Now if you have a different opinion from the prevailing mob, you will be mobbed and shamed on social media. And this is not only happening to teenagers but to all age groups. And it applies to all points of views from the most “conservative” to the most progressive,”as Frances Lee notes in an article in CBC’s Sunday Edition, “Speaking my truth isn't a free pass to be mean.”
And people are being mean to each other.
Now, I’m not one to impute largess to the actions of politicians; neither do I consider them to be moral exemplars. But the reality is that political discourse and debate has gotten nasty on Parliament Hill—and and beyond. I have just left a Facebook page that I helped to start many years ago because people –Christian minister—either could not read between the lines, or they were overtly mean.
So I left. I didn’t sully waters. I didn’t burn down the house as I left. I just left. Period. And you know something, it feels as if a weight has been lifted off my shoulders. I might go back some day. But really, I have better things to do: like write a blog!
My parents, (like yours I’m sure), taught me that if I didn’t have something nice to say, then I wasn’t to say anything. It is better to be silent and appear the fool, than to open one’s mouth and confirm the fact. Just because you can comment on a post doesn’t mean you should.

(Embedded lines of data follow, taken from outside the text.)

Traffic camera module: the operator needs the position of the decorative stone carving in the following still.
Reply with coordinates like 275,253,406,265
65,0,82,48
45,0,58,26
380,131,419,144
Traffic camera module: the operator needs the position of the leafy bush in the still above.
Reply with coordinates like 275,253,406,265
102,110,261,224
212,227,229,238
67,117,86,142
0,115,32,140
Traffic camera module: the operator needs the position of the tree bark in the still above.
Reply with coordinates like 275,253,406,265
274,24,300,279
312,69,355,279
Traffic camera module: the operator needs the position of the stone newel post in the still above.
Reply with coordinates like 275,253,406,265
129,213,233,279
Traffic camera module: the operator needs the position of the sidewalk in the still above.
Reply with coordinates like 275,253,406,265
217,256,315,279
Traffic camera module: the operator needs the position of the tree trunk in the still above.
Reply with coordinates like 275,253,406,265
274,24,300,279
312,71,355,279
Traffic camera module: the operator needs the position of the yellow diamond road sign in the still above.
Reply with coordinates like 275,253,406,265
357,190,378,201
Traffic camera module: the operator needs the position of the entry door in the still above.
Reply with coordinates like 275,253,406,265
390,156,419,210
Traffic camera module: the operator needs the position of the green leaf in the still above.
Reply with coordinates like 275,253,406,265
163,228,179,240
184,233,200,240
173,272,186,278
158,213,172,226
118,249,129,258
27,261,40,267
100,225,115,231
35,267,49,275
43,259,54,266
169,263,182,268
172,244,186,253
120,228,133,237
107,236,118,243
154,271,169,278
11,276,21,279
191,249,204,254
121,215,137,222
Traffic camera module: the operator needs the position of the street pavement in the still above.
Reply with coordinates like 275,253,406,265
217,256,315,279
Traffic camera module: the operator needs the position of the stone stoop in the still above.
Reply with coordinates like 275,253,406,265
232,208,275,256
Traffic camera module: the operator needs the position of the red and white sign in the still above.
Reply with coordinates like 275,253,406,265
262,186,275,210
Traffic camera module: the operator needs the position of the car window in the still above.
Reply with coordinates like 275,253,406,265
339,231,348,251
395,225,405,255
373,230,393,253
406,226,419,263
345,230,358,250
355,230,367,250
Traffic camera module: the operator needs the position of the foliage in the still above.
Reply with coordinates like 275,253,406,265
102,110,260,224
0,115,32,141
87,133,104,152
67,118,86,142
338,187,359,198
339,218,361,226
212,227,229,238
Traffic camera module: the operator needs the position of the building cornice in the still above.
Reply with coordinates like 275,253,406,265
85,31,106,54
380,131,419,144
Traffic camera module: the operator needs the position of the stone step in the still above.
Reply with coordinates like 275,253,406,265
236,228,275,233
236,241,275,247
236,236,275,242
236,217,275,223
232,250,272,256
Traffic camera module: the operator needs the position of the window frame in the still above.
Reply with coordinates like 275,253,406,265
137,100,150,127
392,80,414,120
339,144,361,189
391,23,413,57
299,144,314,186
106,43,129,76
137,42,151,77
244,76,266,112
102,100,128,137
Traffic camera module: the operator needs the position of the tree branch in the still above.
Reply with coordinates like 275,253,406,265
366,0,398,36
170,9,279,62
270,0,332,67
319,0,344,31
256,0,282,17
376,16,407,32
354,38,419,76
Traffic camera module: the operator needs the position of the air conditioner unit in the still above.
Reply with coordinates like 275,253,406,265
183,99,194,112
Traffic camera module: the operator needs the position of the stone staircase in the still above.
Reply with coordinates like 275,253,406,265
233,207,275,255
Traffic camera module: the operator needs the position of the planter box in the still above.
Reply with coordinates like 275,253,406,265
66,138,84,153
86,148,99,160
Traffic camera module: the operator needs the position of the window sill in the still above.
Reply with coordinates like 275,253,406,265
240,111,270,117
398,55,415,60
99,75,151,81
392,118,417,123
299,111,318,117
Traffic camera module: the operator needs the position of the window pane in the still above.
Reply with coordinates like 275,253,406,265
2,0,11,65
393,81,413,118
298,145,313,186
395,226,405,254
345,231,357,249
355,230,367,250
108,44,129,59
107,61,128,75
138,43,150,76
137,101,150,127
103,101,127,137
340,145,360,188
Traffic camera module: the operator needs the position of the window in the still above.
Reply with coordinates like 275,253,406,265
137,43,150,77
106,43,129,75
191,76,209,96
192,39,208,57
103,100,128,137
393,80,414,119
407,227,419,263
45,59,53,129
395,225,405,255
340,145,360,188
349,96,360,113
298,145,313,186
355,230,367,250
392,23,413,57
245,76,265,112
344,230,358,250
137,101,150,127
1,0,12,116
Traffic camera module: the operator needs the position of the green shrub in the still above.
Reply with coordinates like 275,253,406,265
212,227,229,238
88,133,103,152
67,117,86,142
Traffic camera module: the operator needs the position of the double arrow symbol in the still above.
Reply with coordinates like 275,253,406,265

Really, all this goes back further than the wisdom of parents or of pithy old proverbs. For us Christians, it is founded in the teachings of Jesus. Think about the “golden rule”: “Do unto others as you would have them do unto you.” (Matthew 7:12) And the truth is that this way of thinking is found in religions and cultures all over the globe.
We are learning that words do hurt; as Dumbledore says to Harry Potter “Words are, in my not-so-humble opinion, our most inexhaustible source of magic. Capable of both inflicting injury, and remedying it.”
Why can’t we be courteous; and if not, then silent? After all, a closed mouth gathers no foot.